Nor does the story address the environmental impact of ChatGPT—it uses the daily power of 180,000 households every day, and each query uses 10 times the amount of energy as a regular Google search. Or the simple fact that ChatGPT is often wrong. Just a fun anecdote, I saw today on Bluesky—ChatGPT had told someone the difference between sauces and dressings is that “sauces add flavor and texture to dishes, while dressings are used to protect wounds.” And though the story has an obligatory “plagiarism is bad” moment, it doesn’t recognize the fact that ChatGPT is a plagiarism machine that teachers and professors say is undermining their efforts in the classroom. Sure, call us alarmist if you want. But at least acknowledge the roots of our alarmism.
Say Hello to Fisher the Cat
Some really excellent work by the cat distribution system here: Erik Koffski was fishing in southern Minnesota's Madison Lake last month when he heard the sound of a feline "yelling."
“We were kind of making jokes because it was nonstop, it made those noises for like a half an hour,” he tells MPR's Sam Stroozas. “It slowly worked its way around the bay we were in, started at one end and it worked its way almost to the landing where we were at and then it stopped.”

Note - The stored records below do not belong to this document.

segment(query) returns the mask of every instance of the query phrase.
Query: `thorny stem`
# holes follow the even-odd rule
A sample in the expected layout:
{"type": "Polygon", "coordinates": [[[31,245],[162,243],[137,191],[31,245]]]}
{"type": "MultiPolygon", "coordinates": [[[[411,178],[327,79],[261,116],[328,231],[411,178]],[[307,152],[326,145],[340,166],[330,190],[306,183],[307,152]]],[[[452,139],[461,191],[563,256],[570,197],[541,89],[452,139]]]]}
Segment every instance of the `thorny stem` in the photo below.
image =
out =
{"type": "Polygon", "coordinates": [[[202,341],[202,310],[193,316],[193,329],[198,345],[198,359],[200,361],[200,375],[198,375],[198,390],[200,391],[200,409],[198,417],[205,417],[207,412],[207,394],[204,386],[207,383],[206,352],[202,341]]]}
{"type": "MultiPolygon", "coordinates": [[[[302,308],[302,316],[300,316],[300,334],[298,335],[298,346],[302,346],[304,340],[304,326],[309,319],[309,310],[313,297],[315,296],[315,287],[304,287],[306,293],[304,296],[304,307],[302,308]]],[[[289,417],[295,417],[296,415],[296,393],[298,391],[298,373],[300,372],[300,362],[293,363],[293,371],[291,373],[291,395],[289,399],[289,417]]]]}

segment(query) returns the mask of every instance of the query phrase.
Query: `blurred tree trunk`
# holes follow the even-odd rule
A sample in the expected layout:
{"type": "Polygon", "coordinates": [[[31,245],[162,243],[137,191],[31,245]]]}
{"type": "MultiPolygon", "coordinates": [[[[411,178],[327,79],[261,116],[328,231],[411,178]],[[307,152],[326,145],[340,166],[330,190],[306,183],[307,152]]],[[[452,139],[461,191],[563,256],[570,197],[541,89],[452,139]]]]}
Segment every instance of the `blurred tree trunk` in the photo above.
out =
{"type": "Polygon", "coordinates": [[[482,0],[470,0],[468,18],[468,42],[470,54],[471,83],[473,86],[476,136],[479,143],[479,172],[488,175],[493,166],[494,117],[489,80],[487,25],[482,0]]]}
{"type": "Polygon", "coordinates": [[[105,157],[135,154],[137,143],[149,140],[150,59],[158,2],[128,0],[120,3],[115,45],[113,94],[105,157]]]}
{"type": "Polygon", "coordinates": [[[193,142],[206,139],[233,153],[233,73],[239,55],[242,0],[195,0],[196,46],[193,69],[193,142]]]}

Next thing Koffski knew, a small, light orange kitten was swimming out to his paddleboard—where it remained, all morning long, as he fished in a tournament. When he got back to shore to head to a different lake, the tiny kitten followed to his trailer and hopped right up in his Jeep. They spent the whole day fishing together, and of course, even though he's not really a cat person, Koffski brought the li'l guy home to his wife and son.
They named him Fisher. (This is where I started tearing up; stray animal stories GET ME.) Folks, please do yourself a favor, click this link, and take a look at the photos of Fisher and Koffski out on the water.
Scotch Tape Is for Losers (And Other Observations)
Scotch Magic Tape isn’t cool. The Minnesota Chamber of Commerce ain’t cool. BMO Bank? Certainly sounds uncool. Why are we bringing these easy truths up? Because the chamber and BMO apparently staged a bracket-style tourney over the past month to determine the “Coolest Thing Made In Minnesota,” and that goddamn tape from the company that poisoned the east metro won. “The 116-year-old chamber launched the competition to highlight the innovative products that fuel Minnesota’s economy,” reads a press release that claims 100,000 votes were cast in this agonizingly boring exercise in corporate boosterism.
Of the 64 products featured, only the following can be deemed “cool”: Lotzza Motzza pizzas, Faribault Mill blankets, Red Wing boots, the Kuuma BluFlame Sauna Stove (just learned about it), and, sure, SPAM, though we'll tsk tsk Hormel's complicity in factory farming and labor abuses. This is all very negative for a Friday, so let’s focus on bona fide cool Minnesota-produced items, many of which were cribbed from this MinnPost list: Zubaz pants, waterskiing, pop-up toasters, Steve Zahn, open-heart surgery, microwave popcorn, Winona Ryder, rollerblades, pizza rolls, snowmobiles, retractable seat belts, Honeycrisp apples, and Bob Dylan. That’s it!